Vice President Pence has said there’s a stockpile of “more than 10,000.” President Trump has said the stockpile has “massive numbers” of ventilators. The Los Angeles Times last week, writing about the Strategic National Stockpile, didn’t offer even a ballpark number. The Center For Public Integrity on Tuesday placed the stockpile at exactly 16,600.
In his briefing Wednesday, Cuomo said the federal government didn’t have a stockpile.
The issue hasn’t come to a head yet in New York, or anywhere in America, where the virus was reported later than other countries. Of the 30,811 confirmed cases in New York state through Wednesday morning, 3,895 have had to be hospitalized but only 888 of them in intensive care units, potentially with ventilators. Many of the hospitalized patients have gone home, and none of the state’s emergency reserve of ventilators has had to be used.

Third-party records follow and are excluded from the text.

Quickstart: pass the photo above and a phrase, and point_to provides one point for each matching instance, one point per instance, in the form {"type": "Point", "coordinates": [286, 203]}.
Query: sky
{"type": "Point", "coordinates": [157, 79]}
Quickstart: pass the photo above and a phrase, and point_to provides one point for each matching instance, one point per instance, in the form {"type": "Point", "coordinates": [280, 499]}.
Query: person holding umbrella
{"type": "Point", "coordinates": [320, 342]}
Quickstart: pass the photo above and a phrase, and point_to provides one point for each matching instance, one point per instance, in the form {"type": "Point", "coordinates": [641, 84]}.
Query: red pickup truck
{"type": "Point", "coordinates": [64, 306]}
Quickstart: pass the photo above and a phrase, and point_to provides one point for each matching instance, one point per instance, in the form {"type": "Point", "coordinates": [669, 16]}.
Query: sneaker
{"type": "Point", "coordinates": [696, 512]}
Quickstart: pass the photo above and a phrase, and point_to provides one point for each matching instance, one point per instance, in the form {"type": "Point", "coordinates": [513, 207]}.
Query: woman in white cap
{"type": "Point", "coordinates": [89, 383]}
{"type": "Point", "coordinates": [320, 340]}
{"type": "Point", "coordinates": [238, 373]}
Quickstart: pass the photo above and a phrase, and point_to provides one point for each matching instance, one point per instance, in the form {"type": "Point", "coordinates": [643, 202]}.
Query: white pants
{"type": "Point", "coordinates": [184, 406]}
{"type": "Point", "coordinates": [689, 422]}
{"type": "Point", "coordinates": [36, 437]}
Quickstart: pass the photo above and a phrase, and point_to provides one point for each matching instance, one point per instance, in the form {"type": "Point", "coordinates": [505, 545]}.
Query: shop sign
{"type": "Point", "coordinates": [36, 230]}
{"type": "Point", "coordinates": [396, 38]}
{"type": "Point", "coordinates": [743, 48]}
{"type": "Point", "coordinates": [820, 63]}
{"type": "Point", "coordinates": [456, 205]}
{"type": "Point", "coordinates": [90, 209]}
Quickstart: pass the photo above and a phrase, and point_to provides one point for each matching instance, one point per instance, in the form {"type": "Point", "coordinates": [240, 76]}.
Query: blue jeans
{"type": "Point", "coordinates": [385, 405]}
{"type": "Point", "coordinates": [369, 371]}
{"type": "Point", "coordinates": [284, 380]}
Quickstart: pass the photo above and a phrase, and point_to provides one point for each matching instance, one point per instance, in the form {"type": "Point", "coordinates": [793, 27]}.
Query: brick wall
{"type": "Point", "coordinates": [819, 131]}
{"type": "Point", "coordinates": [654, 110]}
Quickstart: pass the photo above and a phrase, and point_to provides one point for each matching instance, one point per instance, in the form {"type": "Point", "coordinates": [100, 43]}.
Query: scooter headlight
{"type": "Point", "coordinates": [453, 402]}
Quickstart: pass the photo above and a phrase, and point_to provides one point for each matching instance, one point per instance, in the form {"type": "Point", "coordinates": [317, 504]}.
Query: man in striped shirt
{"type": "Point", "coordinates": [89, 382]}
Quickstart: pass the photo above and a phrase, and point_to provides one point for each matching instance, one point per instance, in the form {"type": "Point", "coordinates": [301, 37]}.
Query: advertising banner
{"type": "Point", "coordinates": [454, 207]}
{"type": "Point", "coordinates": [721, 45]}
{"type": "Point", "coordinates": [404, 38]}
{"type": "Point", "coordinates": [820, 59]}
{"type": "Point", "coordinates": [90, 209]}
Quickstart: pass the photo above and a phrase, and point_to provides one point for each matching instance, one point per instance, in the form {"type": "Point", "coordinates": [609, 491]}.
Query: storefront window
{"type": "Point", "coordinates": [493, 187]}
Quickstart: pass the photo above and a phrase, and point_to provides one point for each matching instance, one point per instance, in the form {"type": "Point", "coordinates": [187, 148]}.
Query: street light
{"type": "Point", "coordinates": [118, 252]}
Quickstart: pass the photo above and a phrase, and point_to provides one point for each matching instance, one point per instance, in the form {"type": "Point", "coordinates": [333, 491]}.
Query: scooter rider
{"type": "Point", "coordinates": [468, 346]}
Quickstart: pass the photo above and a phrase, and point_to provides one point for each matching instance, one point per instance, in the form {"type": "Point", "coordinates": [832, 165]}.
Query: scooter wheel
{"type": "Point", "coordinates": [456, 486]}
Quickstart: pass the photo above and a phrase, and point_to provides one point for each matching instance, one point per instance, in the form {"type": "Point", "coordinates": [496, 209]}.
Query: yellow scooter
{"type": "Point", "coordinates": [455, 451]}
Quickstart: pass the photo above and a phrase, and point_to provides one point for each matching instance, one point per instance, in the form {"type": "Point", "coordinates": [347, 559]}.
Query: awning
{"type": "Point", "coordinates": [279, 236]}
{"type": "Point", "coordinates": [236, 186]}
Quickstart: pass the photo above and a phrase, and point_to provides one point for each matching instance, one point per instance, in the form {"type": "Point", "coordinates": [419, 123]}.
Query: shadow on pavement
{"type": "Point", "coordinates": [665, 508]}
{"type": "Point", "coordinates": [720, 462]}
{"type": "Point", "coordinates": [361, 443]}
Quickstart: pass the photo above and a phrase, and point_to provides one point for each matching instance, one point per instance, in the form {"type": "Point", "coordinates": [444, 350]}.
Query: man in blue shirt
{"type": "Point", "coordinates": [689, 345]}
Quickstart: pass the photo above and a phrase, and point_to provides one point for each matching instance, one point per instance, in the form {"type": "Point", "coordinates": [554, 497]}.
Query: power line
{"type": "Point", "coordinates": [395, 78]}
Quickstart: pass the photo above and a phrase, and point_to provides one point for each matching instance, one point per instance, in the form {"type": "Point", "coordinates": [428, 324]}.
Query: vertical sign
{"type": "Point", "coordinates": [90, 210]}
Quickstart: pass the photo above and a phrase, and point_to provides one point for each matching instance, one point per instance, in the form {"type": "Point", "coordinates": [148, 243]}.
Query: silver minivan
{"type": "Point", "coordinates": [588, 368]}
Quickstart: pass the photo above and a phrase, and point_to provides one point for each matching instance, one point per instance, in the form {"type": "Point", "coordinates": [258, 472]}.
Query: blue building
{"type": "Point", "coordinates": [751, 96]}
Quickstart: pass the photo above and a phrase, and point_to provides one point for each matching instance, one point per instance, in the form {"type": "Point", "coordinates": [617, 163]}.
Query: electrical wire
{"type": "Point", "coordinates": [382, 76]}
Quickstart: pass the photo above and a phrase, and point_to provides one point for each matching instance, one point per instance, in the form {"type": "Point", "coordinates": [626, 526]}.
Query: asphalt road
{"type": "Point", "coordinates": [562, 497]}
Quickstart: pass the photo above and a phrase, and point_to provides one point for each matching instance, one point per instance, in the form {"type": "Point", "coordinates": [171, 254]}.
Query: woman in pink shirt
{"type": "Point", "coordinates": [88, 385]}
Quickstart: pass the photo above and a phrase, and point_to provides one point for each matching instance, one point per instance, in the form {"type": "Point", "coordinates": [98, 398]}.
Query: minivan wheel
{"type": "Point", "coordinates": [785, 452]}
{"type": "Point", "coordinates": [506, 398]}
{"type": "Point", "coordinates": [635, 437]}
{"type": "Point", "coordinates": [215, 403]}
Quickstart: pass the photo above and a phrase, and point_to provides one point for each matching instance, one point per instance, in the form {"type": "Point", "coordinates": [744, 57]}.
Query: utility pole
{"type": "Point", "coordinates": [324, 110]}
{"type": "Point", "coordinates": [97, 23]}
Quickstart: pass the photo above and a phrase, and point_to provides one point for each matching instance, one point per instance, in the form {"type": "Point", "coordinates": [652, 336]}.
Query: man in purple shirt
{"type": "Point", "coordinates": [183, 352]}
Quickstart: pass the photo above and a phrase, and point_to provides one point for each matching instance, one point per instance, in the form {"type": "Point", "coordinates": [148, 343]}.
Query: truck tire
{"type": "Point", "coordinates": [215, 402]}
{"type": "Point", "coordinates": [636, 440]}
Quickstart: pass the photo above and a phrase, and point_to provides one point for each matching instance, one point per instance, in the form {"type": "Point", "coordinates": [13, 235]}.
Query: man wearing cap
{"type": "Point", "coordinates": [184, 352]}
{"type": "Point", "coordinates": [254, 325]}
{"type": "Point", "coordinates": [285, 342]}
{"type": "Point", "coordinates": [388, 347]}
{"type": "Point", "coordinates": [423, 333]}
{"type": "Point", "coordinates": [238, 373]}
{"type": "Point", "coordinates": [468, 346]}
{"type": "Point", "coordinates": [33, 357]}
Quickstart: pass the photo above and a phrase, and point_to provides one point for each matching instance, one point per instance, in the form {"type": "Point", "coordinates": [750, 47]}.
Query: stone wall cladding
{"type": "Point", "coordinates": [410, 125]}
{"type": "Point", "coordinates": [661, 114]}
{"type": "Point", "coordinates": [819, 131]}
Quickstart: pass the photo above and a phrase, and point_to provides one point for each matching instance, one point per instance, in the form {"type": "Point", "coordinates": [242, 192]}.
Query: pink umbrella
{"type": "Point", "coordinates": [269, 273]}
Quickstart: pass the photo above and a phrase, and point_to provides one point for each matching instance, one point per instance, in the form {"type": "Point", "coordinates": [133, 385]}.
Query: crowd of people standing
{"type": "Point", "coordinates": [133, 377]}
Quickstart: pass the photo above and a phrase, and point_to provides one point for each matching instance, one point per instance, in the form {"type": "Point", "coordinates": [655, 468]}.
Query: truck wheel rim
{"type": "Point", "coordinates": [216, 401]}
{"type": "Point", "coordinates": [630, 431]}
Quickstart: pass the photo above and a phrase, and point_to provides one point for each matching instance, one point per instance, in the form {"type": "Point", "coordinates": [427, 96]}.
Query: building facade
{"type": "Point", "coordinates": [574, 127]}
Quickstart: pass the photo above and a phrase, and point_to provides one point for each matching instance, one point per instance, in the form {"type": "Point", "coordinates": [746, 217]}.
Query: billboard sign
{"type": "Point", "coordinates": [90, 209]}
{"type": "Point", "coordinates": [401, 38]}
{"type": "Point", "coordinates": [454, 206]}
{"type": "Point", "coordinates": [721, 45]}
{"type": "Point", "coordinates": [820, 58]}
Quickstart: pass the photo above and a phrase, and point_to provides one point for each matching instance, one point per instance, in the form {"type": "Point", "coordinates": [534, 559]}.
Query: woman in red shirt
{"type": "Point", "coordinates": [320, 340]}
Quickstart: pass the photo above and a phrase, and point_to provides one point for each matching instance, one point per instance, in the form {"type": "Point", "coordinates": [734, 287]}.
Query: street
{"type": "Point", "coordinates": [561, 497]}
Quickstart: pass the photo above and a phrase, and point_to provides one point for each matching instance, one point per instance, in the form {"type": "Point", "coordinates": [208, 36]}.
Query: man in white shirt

In fact, Cuomo said, the hospitalization curve is slowing down.
“This is a very good sign and a positive sign,” he said, though adding that hospitalizations are expected to peak in about 21 days.
In the Capital Region, Albany County had 152 confirmed cases as of Wednesday afternoon, and had been surpassed by Dutchess County (153 cases) as highest upstate. Fulton County had one confirmed case, Montgomery County four, Rensselaer County 31, Saratoga County 64, Schenectady County 55 and Schoharie County two.
National figures are lagged by a day. As of Tuesday afternoon, the United States had 54,453 confirmed cases and 737 deaths.